Though they have only cut one officially billed collaborative album before (1996’s Dance Hall at Louse Point), the alliance between alt-pop priestess Polly Jean Harvey and writer, guitarist and sound sculpturer John Parish extends back nearly two decades. Together, they co-produced two of Harvey’s finest works – 1995’s post-punk breakthrough To Bring You My Love and 2007’s devastatingly understated White Chalk.
Their double-billing on the new and wondrous A Woman a Man Walked By indicates Harvey wrote lyrics while the album’s soundscapes – which morph and move like a lava stream – are Parish’s creations. As a result we hear music that enhances and agitates Harvey’s willful storylines and singing. That makes A Woman a Man Walked By another masterful Harvey creepfest, in a way. While it’s not as pointedly frightening as White Chalk, it is every bit as ghostly.

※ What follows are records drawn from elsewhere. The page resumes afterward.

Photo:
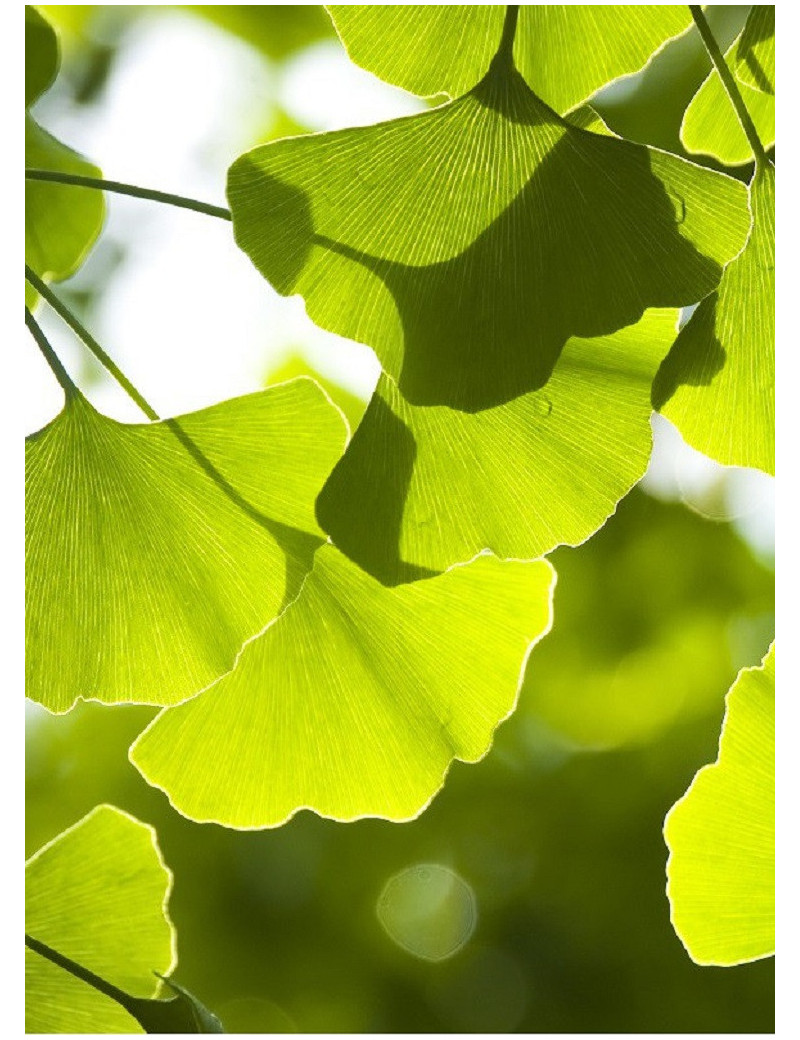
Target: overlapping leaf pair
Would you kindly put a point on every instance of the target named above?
(517, 276)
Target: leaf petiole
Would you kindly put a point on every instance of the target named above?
(50, 356)
(728, 81)
(66, 314)
(120, 187)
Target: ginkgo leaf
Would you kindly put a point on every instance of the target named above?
(61, 223)
(718, 383)
(502, 232)
(356, 701)
(565, 52)
(419, 489)
(153, 551)
(41, 55)
(721, 834)
(98, 894)
(755, 52)
(711, 125)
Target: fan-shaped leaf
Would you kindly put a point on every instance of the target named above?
(419, 489)
(61, 223)
(98, 894)
(711, 126)
(565, 52)
(721, 834)
(718, 383)
(155, 550)
(502, 232)
(356, 701)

The tunes that approximate White Chalk‘s eery quiet offer the biggest thrills. On Leaving California, Harvey sings with a hushed, almost child-like falsetto. You could almost call the performance vulnerable (an adjective one is hard pressed to apply to many Harvey songs) were it not for the singing of barroom piano behind her. As the tune melts into a wash of psychedelic color, the haunting vocals simply evaporate into the ether.
Harvey’s vocal quivers are equally reserved on April. Somewhere between upturned fancy and cautious confessional, the song’s demo-like atmosphere of keyboards and march-like drums underscore a walking-on-eggshells demeanor that Harvey sings of (“all that careful stepping, ‘rounding of my soul”) in a past tense, as if disaster had already hit.

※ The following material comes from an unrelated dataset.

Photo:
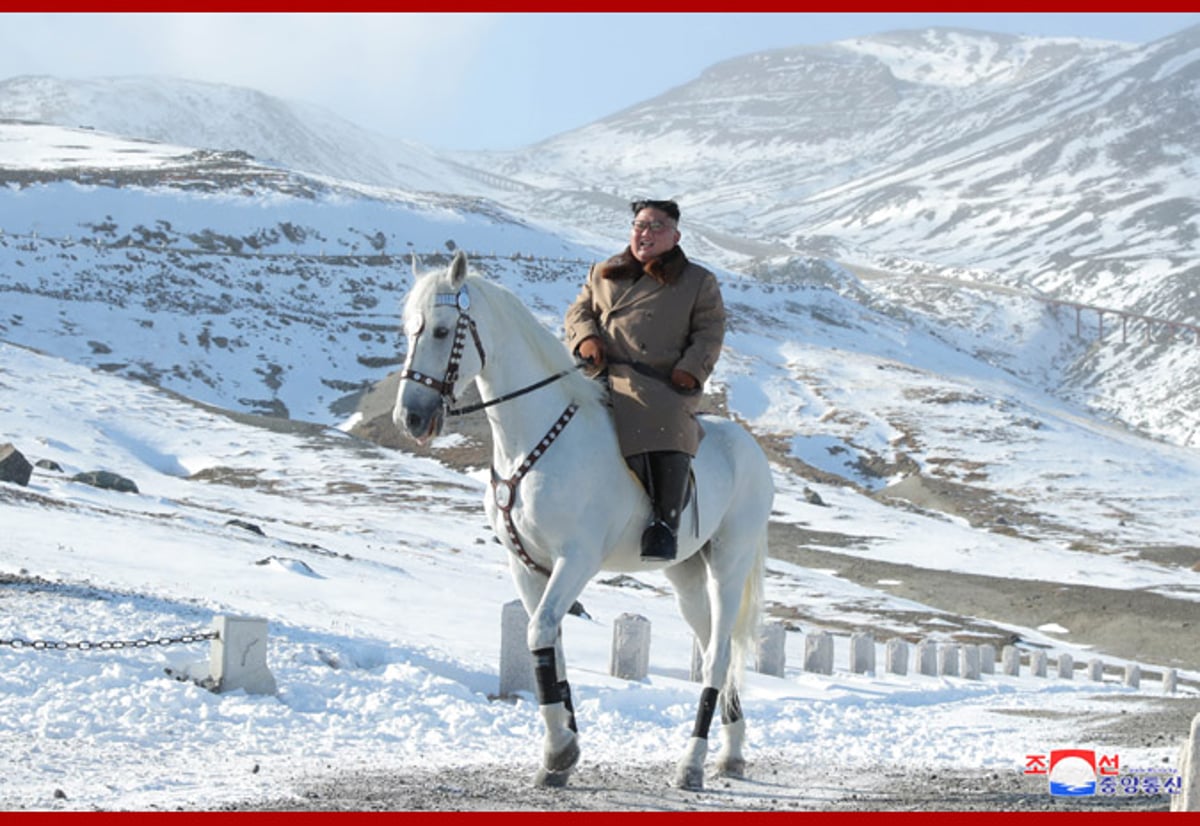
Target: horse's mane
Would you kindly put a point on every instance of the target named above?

Of course, there are points during A Woman a Man Walked By that sets all this repressed tension loose in the sorts of cathartic, caustic ways fans have come to expect from Harvey’s more brutal electric recordings.
The album’s title tune dishes the dirt on “passion long gone” with a narrative as primal as it is pensive. Parish’s instrumental coda, The Crow Knows Where All the Children Go, takes the song out for a neo-Latin spin that fades into friendly fire of piano and fuzzy, fussy guitar.

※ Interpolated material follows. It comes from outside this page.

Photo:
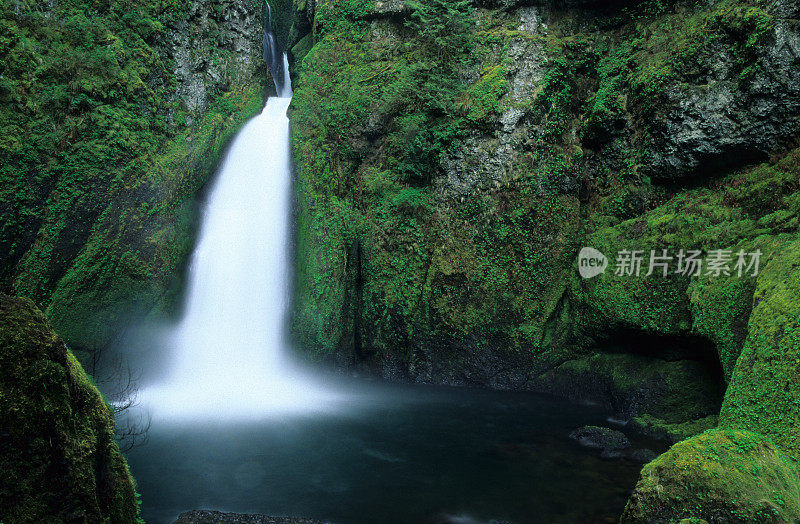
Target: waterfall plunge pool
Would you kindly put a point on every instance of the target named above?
(403, 454)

Even more immediate is Pig Will Not. Here, Harvey goes wild by repeating the defiant, personalized variation of the title (“I will not”) like a mantra before barking like a hound during the tune’s unsettled refrain. Parish then sprinkles fairy dust and the tune fades to plaintive piano. But the preceding thunder is still there, muted enough to sound like it has been locked in a closet.
Maybe it’s the fact that the hollowed ghost stories of White Chalk are only 16 months old. But the most disturbing and evocative moments on A Woman a Man Walked By are the ones that boast a similarly wicked reserve. Two of them, in fact, close the album.
Passionless, Pointless is a savagely beautiful break-up song that, despite its drifting cool of woodwind-like keyboards and Harvey’s whispery moan, throws down the gloves (“let the dirt fall, let heads roll”) so it can point fingers (“you wanted less than I wanted”). The finale Cracks in the Canvas is less a companion piece than a post mortem.
Not the cheeriest album for spring, to be sure. But the sentiments of A Woman a Man Walked By are as dramatic and real as those on any past Harvey album. It’s just that now the musical terrain has become more varied, treacherous and fascinating.